What Strange Paradise
- First edition cover (publ. Penguin Random House)
- Author: Omar El Akkad
- Publication date: August 19, 2021
- ISBN: 9781529069501

= What Strange Paradise =

2021 novel by Omar El Akkad

What Strange Paradise is a novel by Canadian writer Omar El Akkad, published in 2021 by Penguin Random House. The novel centres on Amir, a young boy from Syria who has survived the sinking of a ship that was carrying him and other refugees, and his developing bond with Vänna, a teenage girl who resides on the island where Amir washed up after the shipwreck.

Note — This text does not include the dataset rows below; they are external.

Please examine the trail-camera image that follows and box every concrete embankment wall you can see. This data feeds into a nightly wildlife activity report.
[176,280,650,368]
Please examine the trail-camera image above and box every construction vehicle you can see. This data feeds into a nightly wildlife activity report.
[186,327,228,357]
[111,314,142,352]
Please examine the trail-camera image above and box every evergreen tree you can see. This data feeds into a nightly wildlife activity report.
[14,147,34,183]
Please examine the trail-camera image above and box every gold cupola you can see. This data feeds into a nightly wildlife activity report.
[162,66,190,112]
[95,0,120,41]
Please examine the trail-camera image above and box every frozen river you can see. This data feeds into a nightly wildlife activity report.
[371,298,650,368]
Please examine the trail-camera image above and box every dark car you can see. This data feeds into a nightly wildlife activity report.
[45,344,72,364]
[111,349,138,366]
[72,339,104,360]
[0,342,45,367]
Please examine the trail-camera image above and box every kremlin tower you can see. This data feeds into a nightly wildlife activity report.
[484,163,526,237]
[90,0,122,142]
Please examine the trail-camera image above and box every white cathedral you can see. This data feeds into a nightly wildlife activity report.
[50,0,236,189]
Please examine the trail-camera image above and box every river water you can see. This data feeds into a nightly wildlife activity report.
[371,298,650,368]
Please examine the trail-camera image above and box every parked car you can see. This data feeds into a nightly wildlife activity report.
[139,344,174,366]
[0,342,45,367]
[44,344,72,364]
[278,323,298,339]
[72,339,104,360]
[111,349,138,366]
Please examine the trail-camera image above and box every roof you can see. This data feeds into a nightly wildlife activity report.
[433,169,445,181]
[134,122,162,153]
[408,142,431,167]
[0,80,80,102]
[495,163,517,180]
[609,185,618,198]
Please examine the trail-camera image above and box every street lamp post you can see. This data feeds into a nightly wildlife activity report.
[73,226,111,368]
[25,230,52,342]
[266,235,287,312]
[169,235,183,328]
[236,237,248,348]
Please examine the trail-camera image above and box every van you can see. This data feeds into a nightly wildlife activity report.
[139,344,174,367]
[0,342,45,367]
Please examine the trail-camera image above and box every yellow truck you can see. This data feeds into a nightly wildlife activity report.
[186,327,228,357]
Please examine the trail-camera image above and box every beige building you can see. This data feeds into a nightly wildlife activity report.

The novel won the 2021 Giller Prize.

== Reception ==
Writing for The New York Times Wendell Steavenson described how, "This extraordinary book carries a message, not of a trite and clichéd hope, but of a greater universal humanism, the terrifying idea that, ultimately, there are no special distinctions among us, that in fact we are all very much in the same boat." Ron Charles of The Washington Post called the novel "riveting" and noted that, "Nothing I’ve read before has given me such a visceral sense of the grisly predicament confronted by millions of people expelled from their homes by conflict and climate change." Similarly, Robert J. Wiersema writing for the magazine Quill & Quire said "What Strange Paradise is an immediate, visceral reading experience. El Akkad offers no easy answers, save the reminder of our common humanity and the importance of the simplicity of right and wrong. And that is, truly, more than enough." The Guardian's Sukhdev Sandhu specifically pointed to how "El Akkad’s vignettes of life at sea are especially textured." The reviewer concluded, "There are many passages in What Strange Paradise that startle and are hard to forget."

What Strange Paradise was shortlisted for the 2022 Aspen Words Literary Prize. It was also selected for the 2022 edition of Canada Reads, where it was defended by entrepreneur Tareq Hadhad.